Já os efeitos sobre a redução do nível de investimento não serão tão negativos, uma vez que as taxas de juros sobre operações poderão ser mais baixas. E a maior parte da sociedade ficará agradecida, uma vez que não haverá o enorme impacto negativo sobre as despesas financeiras do orçamento do Estado nem sobre a valorização indesejada do câmbio.

Crédito da foto da página inicial: Tânia Rego/Agência Brasil

Comentários

4 respostas para “Taxa de juros ou depósito compulsório?”

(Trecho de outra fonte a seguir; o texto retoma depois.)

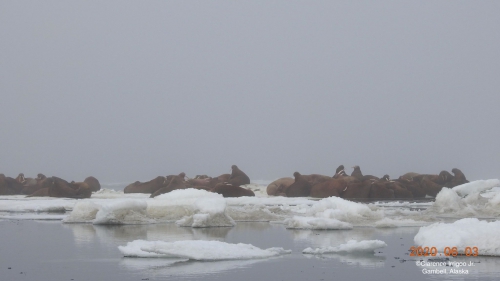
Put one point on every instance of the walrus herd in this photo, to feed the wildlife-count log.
(365, 187)
(355, 186)
(47, 186)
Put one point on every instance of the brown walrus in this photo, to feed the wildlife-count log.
(229, 190)
(332, 187)
(277, 187)
(238, 177)
(299, 188)
(93, 183)
(145, 187)
(357, 190)
(177, 182)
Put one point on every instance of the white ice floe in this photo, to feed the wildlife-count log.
(256, 212)
(117, 194)
(476, 186)
(469, 232)
(351, 247)
(315, 223)
(191, 207)
(198, 250)
(126, 211)
(399, 222)
(449, 203)
(344, 210)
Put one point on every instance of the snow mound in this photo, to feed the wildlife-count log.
(476, 186)
(344, 210)
(127, 211)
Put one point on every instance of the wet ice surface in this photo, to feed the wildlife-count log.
(94, 229)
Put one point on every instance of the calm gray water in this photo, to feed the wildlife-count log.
(38, 250)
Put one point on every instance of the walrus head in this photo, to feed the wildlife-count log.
(339, 169)
(21, 178)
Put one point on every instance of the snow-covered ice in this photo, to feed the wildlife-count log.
(351, 247)
(198, 250)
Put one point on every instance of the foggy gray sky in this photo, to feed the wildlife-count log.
(129, 90)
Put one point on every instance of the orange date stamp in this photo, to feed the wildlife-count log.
(447, 251)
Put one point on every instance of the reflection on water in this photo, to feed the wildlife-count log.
(394, 258)
(362, 260)
(177, 267)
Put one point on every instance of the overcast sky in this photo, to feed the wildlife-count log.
(129, 90)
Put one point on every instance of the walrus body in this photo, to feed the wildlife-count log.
(229, 190)
(177, 182)
(93, 183)
(147, 187)
(238, 177)
(299, 188)
(277, 187)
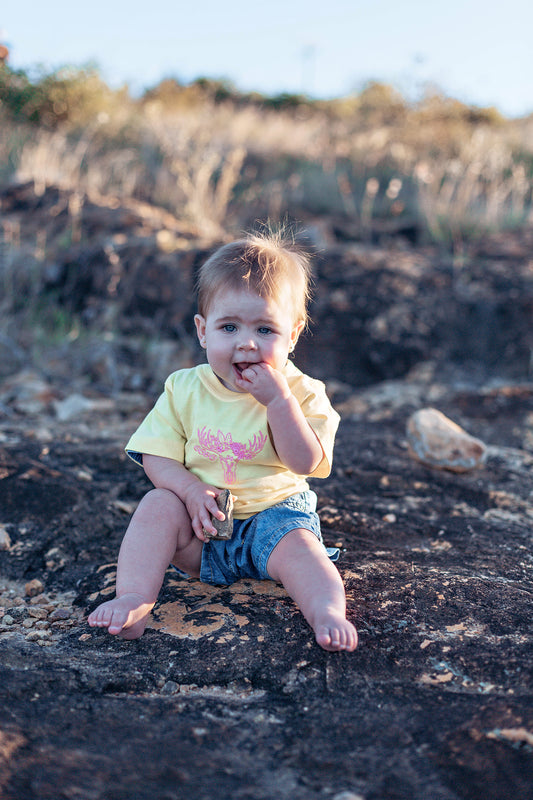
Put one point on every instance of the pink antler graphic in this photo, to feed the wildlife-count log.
(222, 448)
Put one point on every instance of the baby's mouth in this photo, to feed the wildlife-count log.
(241, 366)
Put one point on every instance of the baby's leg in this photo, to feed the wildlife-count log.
(159, 532)
(301, 564)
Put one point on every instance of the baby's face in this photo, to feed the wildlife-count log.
(242, 328)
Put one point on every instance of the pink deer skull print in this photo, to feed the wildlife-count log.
(222, 447)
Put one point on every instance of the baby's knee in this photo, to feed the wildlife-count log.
(161, 499)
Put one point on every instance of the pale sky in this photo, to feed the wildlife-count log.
(478, 51)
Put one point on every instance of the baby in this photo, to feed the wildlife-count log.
(248, 421)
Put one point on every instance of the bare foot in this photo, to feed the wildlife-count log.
(334, 632)
(125, 616)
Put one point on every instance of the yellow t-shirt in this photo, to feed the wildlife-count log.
(222, 437)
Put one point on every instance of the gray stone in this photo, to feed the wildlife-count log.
(437, 441)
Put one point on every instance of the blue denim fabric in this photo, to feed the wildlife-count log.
(246, 554)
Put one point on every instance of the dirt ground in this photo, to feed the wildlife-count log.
(226, 695)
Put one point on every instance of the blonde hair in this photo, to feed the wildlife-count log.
(262, 263)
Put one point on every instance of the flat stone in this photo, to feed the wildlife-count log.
(33, 588)
(437, 441)
(60, 613)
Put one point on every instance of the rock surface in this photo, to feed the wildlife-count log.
(226, 695)
(439, 442)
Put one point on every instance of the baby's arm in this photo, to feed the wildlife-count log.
(199, 497)
(295, 441)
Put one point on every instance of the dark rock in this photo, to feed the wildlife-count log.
(428, 706)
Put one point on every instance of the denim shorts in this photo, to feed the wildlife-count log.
(246, 554)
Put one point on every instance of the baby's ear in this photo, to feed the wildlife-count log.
(199, 321)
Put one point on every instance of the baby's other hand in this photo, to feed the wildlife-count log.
(201, 503)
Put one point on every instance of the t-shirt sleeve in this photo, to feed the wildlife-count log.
(324, 421)
(161, 433)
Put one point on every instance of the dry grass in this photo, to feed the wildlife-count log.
(218, 166)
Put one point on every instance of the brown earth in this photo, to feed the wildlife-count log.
(226, 695)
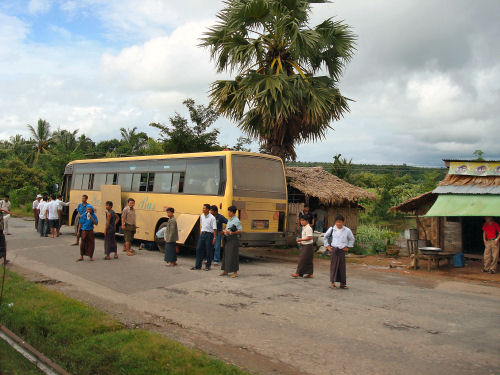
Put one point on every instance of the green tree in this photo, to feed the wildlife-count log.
(277, 96)
(42, 139)
(132, 141)
(341, 167)
(479, 155)
(180, 136)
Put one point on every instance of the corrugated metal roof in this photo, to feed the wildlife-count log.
(467, 189)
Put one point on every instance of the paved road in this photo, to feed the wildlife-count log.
(386, 323)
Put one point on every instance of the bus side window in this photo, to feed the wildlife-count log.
(99, 179)
(136, 181)
(151, 181)
(163, 182)
(144, 182)
(77, 182)
(85, 181)
(125, 181)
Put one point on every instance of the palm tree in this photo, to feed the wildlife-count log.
(42, 138)
(276, 96)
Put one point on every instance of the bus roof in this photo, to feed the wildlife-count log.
(173, 156)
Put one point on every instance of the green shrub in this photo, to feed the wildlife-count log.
(371, 239)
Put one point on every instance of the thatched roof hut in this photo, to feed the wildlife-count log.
(327, 188)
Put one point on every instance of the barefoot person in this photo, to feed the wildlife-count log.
(87, 244)
(338, 239)
(129, 226)
(109, 232)
(207, 239)
(305, 266)
(491, 237)
(231, 259)
(171, 237)
(81, 212)
(3, 243)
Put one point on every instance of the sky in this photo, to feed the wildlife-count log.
(425, 79)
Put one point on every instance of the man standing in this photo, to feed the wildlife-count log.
(206, 241)
(129, 226)
(82, 211)
(61, 206)
(338, 240)
(305, 213)
(87, 246)
(53, 215)
(491, 236)
(36, 202)
(5, 206)
(220, 220)
(43, 222)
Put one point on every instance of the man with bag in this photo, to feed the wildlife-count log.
(491, 237)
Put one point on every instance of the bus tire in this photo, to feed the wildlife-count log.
(160, 242)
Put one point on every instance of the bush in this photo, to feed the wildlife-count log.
(371, 239)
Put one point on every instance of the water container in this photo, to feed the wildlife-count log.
(459, 260)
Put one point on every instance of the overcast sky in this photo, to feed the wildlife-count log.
(425, 78)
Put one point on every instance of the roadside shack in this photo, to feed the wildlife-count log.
(451, 216)
(316, 187)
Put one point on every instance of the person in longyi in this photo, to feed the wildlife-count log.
(231, 259)
(305, 268)
(171, 237)
(87, 238)
(338, 240)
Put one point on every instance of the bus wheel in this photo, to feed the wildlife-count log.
(160, 242)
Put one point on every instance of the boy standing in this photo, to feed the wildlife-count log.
(219, 219)
(129, 225)
(491, 236)
(5, 206)
(87, 245)
(338, 240)
(207, 239)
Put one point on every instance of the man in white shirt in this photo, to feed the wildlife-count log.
(5, 208)
(338, 240)
(36, 202)
(61, 206)
(54, 214)
(206, 242)
(43, 223)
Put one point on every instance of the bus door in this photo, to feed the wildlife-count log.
(65, 190)
(111, 193)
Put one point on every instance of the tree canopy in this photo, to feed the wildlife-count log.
(277, 95)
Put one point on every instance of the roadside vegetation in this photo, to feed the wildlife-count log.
(13, 363)
(86, 341)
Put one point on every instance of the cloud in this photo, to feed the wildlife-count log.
(39, 6)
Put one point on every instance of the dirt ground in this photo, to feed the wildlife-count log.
(391, 321)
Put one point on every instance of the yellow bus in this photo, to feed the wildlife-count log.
(254, 183)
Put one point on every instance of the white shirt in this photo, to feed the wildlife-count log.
(208, 223)
(62, 204)
(340, 238)
(307, 232)
(43, 209)
(53, 208)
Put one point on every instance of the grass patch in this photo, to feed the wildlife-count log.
(13, 363)
(86, 341)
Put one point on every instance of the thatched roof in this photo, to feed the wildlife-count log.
(327, 188)
(419, 204)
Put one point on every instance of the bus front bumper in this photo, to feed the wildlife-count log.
(262, 239)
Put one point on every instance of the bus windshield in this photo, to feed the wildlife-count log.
(258, 177)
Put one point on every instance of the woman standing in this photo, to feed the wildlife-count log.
(230, 261)
(109, 232)
(171, 236)
(305, 266)
(87, 243)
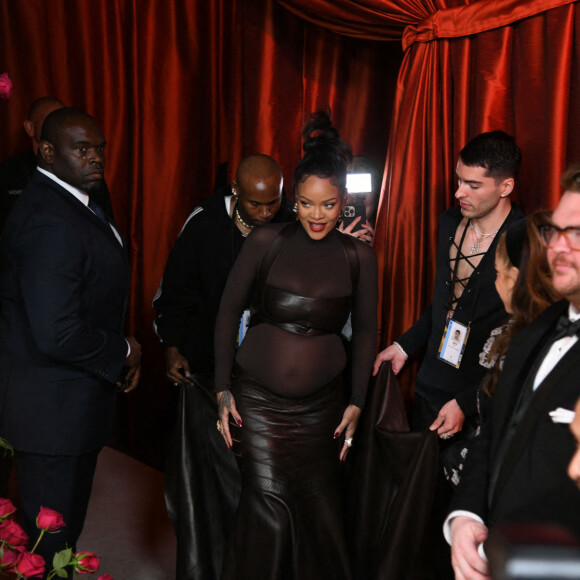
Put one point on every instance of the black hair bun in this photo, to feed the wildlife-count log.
(320, 136)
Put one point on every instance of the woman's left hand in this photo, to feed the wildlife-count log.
(348, 425)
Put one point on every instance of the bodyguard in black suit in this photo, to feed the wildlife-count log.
(517, 470)
(64, 286)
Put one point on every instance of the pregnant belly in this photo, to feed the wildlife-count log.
(288, 364)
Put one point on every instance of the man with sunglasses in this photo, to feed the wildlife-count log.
(516, 472)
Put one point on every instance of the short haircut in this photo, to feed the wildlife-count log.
(496, 151)
(55, 120)
(41, 103)
(570, 180)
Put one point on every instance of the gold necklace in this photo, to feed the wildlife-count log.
(239, 217)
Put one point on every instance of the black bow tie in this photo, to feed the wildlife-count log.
(566, 327)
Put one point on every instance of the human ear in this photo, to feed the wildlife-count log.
(507, 186)
(29, 128)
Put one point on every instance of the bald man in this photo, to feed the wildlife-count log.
(202, 480)
(16, 171)
(64, 287)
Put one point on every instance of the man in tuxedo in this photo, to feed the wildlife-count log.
(18, 169)
(516, 471)
(64, 287)
(456, 325)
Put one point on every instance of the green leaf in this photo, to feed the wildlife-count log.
(62, 559)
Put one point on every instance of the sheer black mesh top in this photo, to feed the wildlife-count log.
(309, 284)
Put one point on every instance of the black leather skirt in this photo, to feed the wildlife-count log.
(289, 523)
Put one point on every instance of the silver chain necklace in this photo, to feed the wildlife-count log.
(476, 246)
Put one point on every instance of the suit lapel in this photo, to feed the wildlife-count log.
(83, 211)
(536, 406)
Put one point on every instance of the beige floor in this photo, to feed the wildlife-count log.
(127, 525)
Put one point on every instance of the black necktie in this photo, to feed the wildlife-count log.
(565, 327)
(99, 212)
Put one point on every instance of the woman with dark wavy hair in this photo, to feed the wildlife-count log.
(290, 423)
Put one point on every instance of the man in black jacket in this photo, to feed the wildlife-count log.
(187, 303)
(464, 300)
(16, 171)
(516, 471)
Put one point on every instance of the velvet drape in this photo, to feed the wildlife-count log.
(182, 88)
(468, 68)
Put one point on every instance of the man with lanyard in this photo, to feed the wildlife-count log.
(516, 470)
(202, 480)
(464, 299)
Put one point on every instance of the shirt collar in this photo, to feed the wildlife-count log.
(80, 195)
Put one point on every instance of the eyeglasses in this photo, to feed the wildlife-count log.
(551, 235)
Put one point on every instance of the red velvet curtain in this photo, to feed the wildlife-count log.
(468, 68)
(181, 87)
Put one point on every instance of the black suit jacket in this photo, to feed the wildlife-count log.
(532, 483)
(64, 284)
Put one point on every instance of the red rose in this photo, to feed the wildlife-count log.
(12, 533)
(30, 565)
(49, 520)
(5, 86)
(6, 508)
(86, 563)
(8, 559)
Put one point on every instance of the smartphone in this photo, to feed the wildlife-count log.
(352, 211)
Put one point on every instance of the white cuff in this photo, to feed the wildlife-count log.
(455, 514)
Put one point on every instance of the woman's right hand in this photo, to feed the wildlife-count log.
(227, 407)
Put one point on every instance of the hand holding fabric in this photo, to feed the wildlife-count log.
(178, 370)
(348, 424)
(466, 536)
(449, 420)
(132, 372)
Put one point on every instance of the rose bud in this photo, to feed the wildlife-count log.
(8, 559)
(86, 563)
(49, 520)
(6, 508)
(5, 86)
(30, 565)
(12, 533)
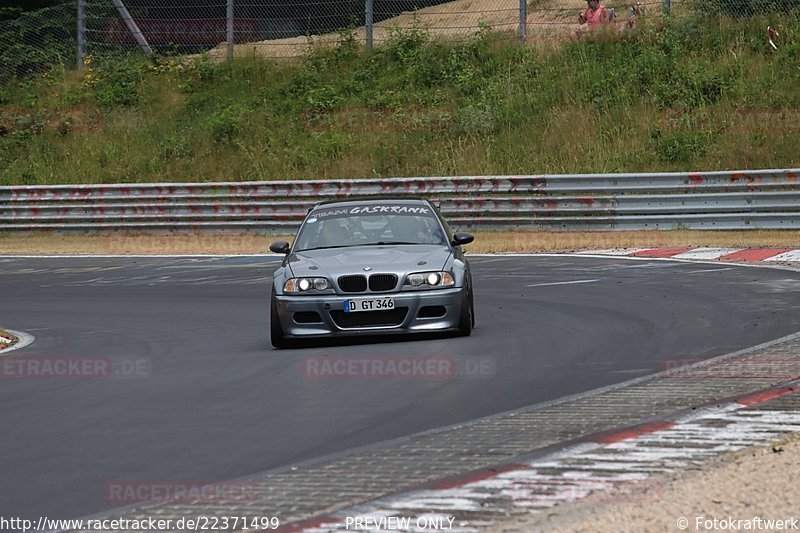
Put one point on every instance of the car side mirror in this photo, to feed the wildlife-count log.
(279, 247)
(462, 238)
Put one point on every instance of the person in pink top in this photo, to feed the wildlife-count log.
(591, 18)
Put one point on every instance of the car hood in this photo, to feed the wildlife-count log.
(396, 259)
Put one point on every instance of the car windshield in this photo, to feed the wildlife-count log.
(369, 225)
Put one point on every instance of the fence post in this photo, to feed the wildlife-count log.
(133, 27)
(229, 29)
(81, 33)
(368, 14)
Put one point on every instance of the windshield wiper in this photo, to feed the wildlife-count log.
(329, 247)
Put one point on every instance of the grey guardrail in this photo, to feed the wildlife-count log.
(762, 199)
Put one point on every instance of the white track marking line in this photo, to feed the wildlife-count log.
(563, 282)
(709, 270)
(706, 253)
(613, 251)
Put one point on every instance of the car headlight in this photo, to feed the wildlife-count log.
(430, 279)
(299, 285)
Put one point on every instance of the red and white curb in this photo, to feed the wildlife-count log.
(23, 340)
(588, 469)
(778, 255)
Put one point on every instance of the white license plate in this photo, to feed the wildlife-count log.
(368, 304)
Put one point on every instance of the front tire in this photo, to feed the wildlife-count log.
(276, 331)
(467, 318)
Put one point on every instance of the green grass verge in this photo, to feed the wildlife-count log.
(693, 94)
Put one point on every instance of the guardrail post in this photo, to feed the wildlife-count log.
(368, 26)
(81, 33)
(229, 29)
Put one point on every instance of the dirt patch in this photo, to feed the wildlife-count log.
(44, 243)
(755, 483)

  1. […] carreira de Especialista em Políticas Públicas e Gestão Governamental, do governo federal. Ver AQUI. Ele pensa como eu, salvo […]

  2. Avatar de Luiz Novi
    Luiz Novi

    Primeiramente parabéns pelo artigo. Concordo que há espaço para subir o compulsório, no entanto o que o governo sempre faz é subir a SELIC. Sobre o câmbio, penso que se o governo transmitisse confiança ele iria se valorizar automaticamente e com investimentos diretos e não especulativos como é feito com uma alta taxa de juros.
    Sobre desindustrialização, acho sim que uma valorização artificial do câmbio, feito com juros elevados, contribuiria para sua elevação, porém, no meu ponto de vista, os maiores fatores da desindustrialização é a alta carga tributária e o alto custo Brasil.
    Grande Abraço.
    Luiz Novi

  3. Avatar de Luiz Novi
    Luiz Novi

    Completando a ideia anterior, acredito que a elevação da taxa de juro tem relação com interesses políticos, uma vez que os banqueiros também contribuem para o financiamento de campanhas políticas e por este motivo a elevação do compulsório nunca faz parte de planos de política econômica.

  4. Avatar de sandra
    sandra

    Prezado Paulo;
    Vc mencionou sobre o percentual dos depósitos compulsórios em 1999 com alíquotas de 65% a 70% e 3m 2003 com alíquotas de 60% contudo nesses período a taxa Selic estavam em 20% a.a em 1999 e em 2003 – 25% a.a. Hoje os depósitos estão em 44% e a Selic em 14,25% a.a. Você não acha que se aumentar o percentual dos depósitos compulsórios consequentemente a taxa de juros aumentará também, pois haverá um volume menor de recursos disponível?